As a bonus for my bloviating on this topic here is a recipe shared by Texas Angel Oil own Texas BBQ competition team: Guadalupe Co. BBQ Competition Team with Ty Machado as featured on the Food Network.
Guadalupe Co. BBQ Competition Team Simple Grilled Ribeye Recipe
Texas Angel Oil extra virgin olive oil
Texas Black Gold -Garlic Sea Salt
Uncle Bob’s Country Seasonings- Garlic Onion Pepper Blend.
Pick your favorite ribeye steaks the more marbling the better , 1 1/2" cut steaks or thicker are ideal.
Cover the steaks lightly with Texas Angel Oil extra virgin olive oil on both sides this is a binder for your seasonings and neutralizes the acidity of the meat to allow your seasonings to permeate the meat.

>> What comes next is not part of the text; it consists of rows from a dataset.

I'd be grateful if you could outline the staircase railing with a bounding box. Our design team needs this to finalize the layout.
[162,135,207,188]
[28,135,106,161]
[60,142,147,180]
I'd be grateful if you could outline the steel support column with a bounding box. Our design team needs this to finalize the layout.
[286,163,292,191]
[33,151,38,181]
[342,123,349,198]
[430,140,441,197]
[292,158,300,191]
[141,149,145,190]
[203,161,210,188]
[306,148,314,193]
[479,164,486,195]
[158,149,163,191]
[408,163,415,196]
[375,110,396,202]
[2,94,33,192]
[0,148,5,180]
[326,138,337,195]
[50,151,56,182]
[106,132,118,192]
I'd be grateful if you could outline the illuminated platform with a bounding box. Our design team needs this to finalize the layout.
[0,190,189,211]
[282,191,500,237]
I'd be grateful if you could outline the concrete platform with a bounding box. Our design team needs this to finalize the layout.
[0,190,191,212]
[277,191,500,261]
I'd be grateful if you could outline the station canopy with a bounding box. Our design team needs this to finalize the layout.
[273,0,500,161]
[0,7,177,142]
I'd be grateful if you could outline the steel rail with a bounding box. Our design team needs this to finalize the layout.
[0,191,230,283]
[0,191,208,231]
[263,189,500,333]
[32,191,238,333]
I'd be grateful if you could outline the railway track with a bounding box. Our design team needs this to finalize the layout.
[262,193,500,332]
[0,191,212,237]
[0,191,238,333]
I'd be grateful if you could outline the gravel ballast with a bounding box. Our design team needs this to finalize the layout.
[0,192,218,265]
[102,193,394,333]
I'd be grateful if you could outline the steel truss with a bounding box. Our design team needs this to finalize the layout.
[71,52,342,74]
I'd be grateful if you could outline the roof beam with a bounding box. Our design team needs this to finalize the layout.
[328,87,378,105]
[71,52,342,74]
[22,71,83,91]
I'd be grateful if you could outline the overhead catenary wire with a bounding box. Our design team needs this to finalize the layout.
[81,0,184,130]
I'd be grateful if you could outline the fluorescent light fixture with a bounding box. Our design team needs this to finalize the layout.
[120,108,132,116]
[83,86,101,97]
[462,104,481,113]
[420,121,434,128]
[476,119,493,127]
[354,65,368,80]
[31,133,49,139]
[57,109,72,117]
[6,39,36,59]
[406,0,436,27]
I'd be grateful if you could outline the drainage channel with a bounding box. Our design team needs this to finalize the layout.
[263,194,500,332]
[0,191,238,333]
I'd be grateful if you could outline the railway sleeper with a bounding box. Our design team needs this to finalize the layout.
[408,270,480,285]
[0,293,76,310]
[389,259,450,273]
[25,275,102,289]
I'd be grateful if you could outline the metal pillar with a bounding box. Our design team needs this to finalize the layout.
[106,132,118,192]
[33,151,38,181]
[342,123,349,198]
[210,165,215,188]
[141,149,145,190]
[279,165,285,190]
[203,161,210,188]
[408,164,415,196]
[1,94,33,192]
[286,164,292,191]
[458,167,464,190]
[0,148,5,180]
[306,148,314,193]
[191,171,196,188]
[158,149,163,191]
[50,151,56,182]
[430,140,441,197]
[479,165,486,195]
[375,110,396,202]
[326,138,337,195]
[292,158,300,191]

( a thick piece of beef can stand up to the sea salt )
Season generously on both sides with Texas Black Gold Garlic Sea Salt and Uncle Bob’s Country Seasonings Garlic Pepper Blend.
Ideally let rest 10 mins or longer to help infuse flavor (Can even refrigerate overnight).
Heat grill to 500–550 degrees and lay steaks on the grill, 30 seconds per side for the sear. Reduce heat to 400 degrees
About 2.5 -3 mins per side should get us to 135 med rare.
Optional: Hit it lightly with another dose of Texas Angel Oil extra virgin olive oil on one side for enhanced flavor.